Justice Barr concluded that the Health Board had an implied duty under the Child Care Act 1991 to communicate information in relation to a possible child abuser, if by failing to do so the safety of some children might be put at risk.
In the Ferns report, former Supreme Court judge Frank Murphy highlighted this case and argued that the judgment showed the Health Board had an implied duty to communicate soft information but did not have the express legislative power to do so. He concluded therefore that legislation needed to be brought in to support this implied duty.

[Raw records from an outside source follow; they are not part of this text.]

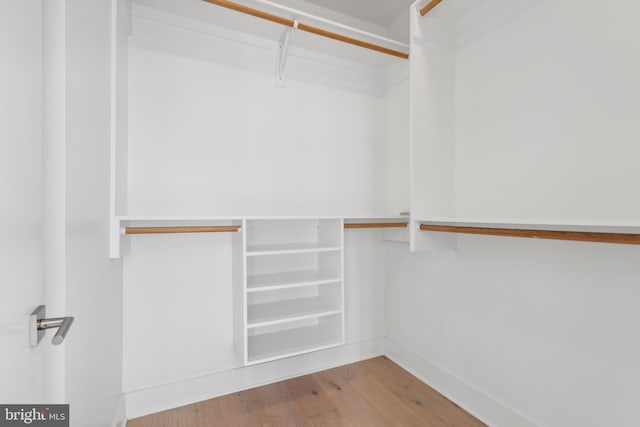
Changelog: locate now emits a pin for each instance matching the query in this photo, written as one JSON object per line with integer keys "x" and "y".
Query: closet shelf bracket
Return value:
{"x": 283, "y": 50}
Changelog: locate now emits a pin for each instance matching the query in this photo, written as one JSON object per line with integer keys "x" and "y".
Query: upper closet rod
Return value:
{"x": 376, "y": 225}
{"x": 581, "y": 236}
{"x": 305, "y": 27}
{"x": 182, "y": 229}
{"x": 426, "y": 9}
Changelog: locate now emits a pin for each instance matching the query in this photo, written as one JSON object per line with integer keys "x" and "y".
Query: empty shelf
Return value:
{"x": 289, "y": 279}
{"x": 289, "y": 248}
{"x": 289, "y": 310}
{"x": 291, "y": 342}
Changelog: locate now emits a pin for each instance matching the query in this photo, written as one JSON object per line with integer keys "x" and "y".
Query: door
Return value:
{"x": 55, "y": 138}
{"x": 21, "y": 368}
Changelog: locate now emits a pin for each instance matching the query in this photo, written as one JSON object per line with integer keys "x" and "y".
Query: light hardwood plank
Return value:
{"x": 374, "y": 392}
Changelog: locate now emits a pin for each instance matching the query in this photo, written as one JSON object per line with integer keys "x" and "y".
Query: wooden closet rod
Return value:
{"x": 377, "y": 225}
{"x": 183, "y": 229}
{"x": 426, "y": 9}
{"x": 305, "y": 27}
{"x": 582, "y": 236}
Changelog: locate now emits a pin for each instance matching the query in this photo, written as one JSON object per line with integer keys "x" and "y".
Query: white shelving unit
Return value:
{"x": 290, "y": 292}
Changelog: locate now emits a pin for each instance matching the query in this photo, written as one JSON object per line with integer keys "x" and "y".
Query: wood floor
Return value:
{"x": 375, "y": 392}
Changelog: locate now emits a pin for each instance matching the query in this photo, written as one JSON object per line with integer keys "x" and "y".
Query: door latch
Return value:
{"x": 38, "y": 325}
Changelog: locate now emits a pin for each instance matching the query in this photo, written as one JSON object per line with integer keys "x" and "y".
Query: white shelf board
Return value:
{"x": 288, "y": 311}
{"x": 289, "y": 279}
{"x": 602, "y": 226}
{"x": 276, "y": 345}
{"x": 289, "y": 248}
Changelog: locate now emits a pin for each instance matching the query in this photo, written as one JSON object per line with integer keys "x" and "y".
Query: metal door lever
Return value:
{"x": 38, "y": 326}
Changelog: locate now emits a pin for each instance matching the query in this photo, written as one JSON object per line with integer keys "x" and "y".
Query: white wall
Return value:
{"x": 178, "y": 318}
{"x": 21, "y": 368}
{"x": 543, "y": 327}
{"x": 210, "y": 133}
{"x": 525, "y": 332}
{"x": 546, "y": 114}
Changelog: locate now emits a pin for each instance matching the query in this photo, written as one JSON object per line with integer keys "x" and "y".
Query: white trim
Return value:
{"x": 184, "y": 392}
{"x": 120, "y": 414}
{"x": 475, "y": 401}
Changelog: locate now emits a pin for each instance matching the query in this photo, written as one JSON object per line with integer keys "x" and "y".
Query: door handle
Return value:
{"x": 39, "y": 324}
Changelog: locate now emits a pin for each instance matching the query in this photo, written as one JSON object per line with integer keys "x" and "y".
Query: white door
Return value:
{"x": 55, "y": 130}
{"x": 21, "y": 368}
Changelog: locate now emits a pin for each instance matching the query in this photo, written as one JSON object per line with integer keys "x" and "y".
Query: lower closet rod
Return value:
{"x": 580, "y": 236}
{"x": 183, "y": 229}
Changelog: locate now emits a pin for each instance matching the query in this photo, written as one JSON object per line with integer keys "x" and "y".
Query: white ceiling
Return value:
{"x": 379, "y": 12}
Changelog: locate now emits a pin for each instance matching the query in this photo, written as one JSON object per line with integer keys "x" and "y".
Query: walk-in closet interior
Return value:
{"x": 297, "y": 185}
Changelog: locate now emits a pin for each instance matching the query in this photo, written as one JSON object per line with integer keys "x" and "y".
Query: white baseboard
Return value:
{"x": 120, "y": 414}
{"x": 474, "y": 401}
{"x": 160, "y": 398}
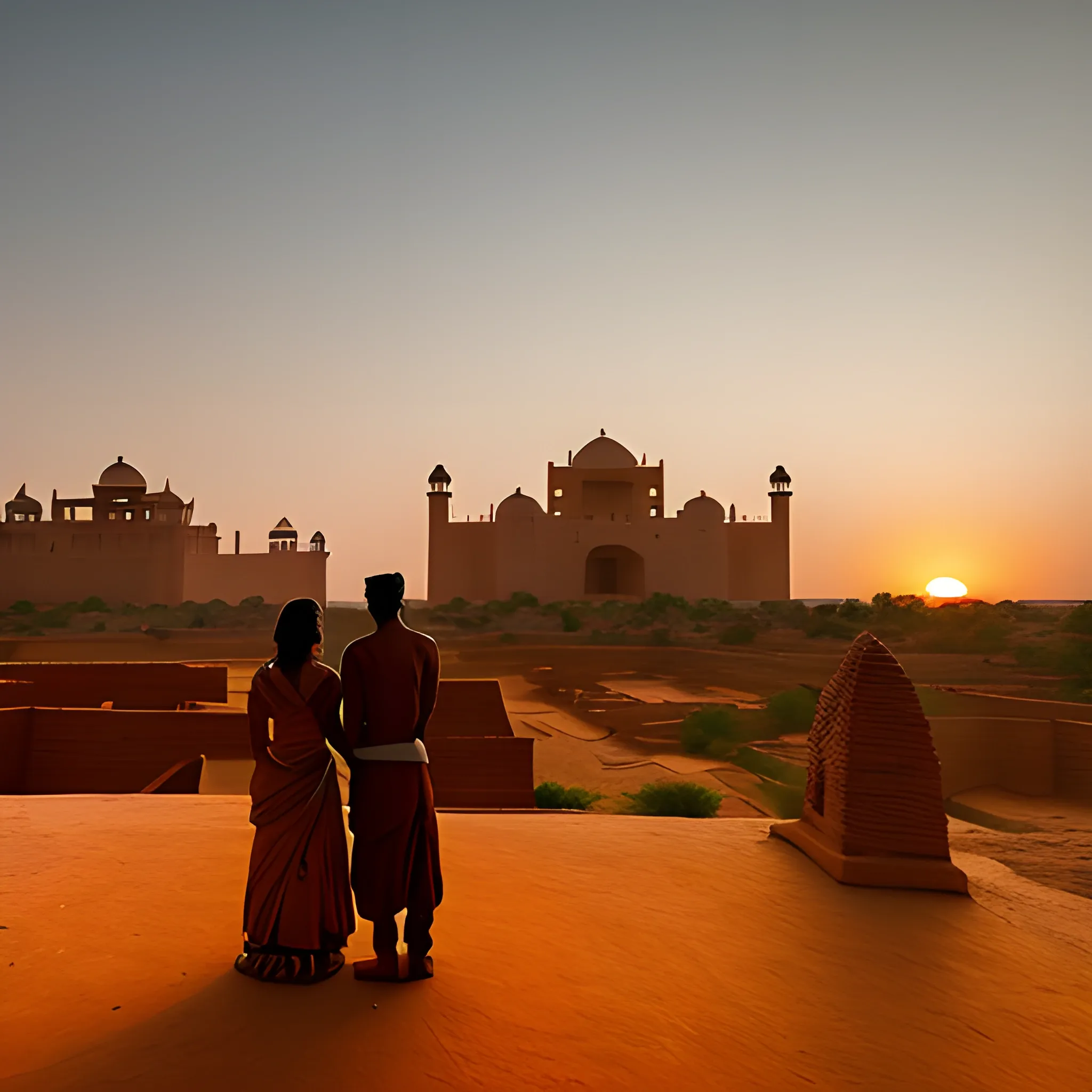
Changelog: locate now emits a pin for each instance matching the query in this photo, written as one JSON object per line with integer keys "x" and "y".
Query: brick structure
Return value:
{"x": 874, "y": 810}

However there is existing law which allows for the exchange of soft information under a defence to defamation called qualified
privilege.
Defamation is the wrongful publication (the communication to a third party) of a false statement about a person which tends to lower that person in the eyes of the right-thinking members of society. However there is a defence to defamation under qualified privilege which could apply in the case of the exchange of soft information. Qualified privilege is when the law recognises the right of the person to communicate freely provided it is not done maliciously. The specific circumstances of when privilege is allowed have not been specifically established but generally they apply when the maker of the statement has a duty to speak or is obliged to protect an interest. In a case this has been interpreted to mean not just a legal duty, but a moral and a social duty. The privilege will only hold if the person communicating the information has a duty or interest, as does the person receiving the information.
Sex register
As well as the problems with vetting, Ireland is without a proper and adequate sex offenders register. There are repeated references in the media to individuals being “put” on the sex offenders register after being convicted of a sex crime, but this in fact does not happen.
The Sex Offenders Act 2001 makes no reference to a register of sex offenders. Instead, the act places minimal requirements on convicted sex offenders to notify the Garda Síochána of changes to their personal details. The legislation places the onus on the offenders, not on the gardaí, said a Garda spokesman.

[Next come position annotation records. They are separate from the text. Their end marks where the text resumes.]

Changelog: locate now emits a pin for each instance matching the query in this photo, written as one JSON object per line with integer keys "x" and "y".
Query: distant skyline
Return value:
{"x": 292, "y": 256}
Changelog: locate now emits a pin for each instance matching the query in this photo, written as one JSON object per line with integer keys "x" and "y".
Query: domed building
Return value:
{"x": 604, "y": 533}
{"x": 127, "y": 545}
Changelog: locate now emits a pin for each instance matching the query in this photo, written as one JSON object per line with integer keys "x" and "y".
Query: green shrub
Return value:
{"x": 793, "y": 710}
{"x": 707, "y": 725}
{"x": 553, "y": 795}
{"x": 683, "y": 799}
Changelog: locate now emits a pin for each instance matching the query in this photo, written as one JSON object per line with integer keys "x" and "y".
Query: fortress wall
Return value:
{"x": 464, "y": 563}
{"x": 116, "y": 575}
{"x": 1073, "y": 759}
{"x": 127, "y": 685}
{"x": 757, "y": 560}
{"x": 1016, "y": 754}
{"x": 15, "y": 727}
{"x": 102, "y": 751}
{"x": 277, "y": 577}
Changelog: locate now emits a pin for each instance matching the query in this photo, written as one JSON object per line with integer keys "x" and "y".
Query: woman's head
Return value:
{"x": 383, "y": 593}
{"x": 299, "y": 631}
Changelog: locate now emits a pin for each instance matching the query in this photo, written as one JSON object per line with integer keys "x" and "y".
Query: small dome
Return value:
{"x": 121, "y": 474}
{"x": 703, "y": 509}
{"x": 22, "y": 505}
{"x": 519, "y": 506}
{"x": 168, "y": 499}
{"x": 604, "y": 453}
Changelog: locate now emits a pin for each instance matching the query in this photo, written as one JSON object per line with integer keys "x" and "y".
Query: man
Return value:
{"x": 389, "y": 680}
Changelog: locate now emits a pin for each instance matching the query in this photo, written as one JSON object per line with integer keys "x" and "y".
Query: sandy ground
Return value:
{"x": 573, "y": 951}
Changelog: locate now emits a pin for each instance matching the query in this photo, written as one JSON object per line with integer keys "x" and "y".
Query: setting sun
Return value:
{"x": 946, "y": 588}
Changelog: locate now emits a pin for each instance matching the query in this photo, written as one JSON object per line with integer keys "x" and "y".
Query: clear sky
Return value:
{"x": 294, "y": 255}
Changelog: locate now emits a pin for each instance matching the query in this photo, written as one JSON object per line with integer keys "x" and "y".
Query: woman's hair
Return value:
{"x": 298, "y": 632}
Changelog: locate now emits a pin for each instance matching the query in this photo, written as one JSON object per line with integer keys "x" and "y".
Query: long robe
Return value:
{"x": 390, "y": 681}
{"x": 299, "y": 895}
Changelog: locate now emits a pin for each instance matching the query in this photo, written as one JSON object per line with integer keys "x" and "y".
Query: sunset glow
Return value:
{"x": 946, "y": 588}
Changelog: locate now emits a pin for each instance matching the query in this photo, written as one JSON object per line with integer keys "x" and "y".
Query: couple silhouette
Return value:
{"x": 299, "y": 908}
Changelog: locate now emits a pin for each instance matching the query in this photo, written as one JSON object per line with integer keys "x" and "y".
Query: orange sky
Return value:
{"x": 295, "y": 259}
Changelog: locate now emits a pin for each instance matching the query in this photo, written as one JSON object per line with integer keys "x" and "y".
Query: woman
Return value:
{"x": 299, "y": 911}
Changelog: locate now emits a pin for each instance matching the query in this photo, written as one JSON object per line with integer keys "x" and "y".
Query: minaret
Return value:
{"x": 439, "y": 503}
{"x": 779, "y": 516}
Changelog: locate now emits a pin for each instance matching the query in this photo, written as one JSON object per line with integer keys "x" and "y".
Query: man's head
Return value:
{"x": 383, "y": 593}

Within seven days of being released from prison (or, in the case of a suspended sentence, of conviction), a sex offender must notify the Garda of his name, any other names he uses, and his home address, according to the act. If he subsequently changes address, or stays elsewhere, he is required to notify the Garda of these addresses within seven days of moving.
The act also provides for a court to make a “sex offender order” in certain cases to place “prohibitions” on a sex offender doing anything which could lead to a sexual offence being committed.

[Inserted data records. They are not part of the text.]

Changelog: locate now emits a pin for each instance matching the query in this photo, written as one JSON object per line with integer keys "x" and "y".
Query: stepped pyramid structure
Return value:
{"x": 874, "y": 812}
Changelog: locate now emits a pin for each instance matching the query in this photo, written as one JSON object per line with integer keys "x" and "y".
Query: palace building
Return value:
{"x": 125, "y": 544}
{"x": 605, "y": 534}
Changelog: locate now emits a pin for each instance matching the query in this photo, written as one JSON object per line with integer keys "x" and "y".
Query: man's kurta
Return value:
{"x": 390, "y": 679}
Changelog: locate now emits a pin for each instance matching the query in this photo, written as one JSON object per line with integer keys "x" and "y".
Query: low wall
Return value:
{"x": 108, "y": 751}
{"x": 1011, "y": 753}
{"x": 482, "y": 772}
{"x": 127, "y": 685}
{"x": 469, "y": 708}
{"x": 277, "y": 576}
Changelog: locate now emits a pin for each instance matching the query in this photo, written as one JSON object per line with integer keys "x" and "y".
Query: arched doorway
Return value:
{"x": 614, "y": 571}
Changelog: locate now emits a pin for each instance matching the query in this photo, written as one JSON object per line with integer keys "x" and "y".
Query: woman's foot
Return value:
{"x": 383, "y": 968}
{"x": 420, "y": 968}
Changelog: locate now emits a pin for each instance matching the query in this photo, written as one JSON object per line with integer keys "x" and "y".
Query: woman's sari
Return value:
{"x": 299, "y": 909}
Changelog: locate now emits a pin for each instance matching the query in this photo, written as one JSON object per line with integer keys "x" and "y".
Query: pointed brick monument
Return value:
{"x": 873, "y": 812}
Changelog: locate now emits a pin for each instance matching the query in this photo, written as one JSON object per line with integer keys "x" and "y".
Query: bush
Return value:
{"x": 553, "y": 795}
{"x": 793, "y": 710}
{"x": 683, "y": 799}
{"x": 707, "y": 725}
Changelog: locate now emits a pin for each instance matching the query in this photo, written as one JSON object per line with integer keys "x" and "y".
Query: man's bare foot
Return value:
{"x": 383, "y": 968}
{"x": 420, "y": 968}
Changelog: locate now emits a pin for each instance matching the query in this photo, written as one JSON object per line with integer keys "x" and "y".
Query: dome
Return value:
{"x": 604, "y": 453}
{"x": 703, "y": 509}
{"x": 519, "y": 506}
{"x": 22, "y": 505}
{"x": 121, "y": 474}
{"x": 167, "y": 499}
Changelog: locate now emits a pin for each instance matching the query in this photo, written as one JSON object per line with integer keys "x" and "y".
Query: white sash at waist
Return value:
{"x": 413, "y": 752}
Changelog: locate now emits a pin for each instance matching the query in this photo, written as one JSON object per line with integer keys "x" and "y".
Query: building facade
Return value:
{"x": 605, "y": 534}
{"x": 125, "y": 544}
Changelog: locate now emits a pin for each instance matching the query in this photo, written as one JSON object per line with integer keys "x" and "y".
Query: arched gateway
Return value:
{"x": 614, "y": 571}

The UK's sex offenders' register places sex offenders under similar obligations to notify the police of their address and movements as the Irish legislation, but the UK register may contain a greater level of detail and “soft” information on people who have come to the attention of police, or who have received cautions but not convictions.
One anomaly under the act is that you do not even have to register with the Garda station in your area. The government is hoping to address this in new legislation.
Ireland has additional problems in relation to tracking foreign sex offenders who have entered Ireland. When a foreign-national sex offender comes into Ireland they are supposed to register with the gardaí in the same manner as Irish sex offenders under the legislation. But at the moment the Garda Síochána has no power to arrest that person if they do not comply with the Sex Offenders Act and register at a Garda station. Barnados has called our current system of monitoring and tracking sex offenders “woefully inadequate”. And last year there were concerns when one of Britain's most dangerous sex offenders breached his probation in Northern Ireland and was later located in Dublin.
At present there are 971 people on the sex offenders' register.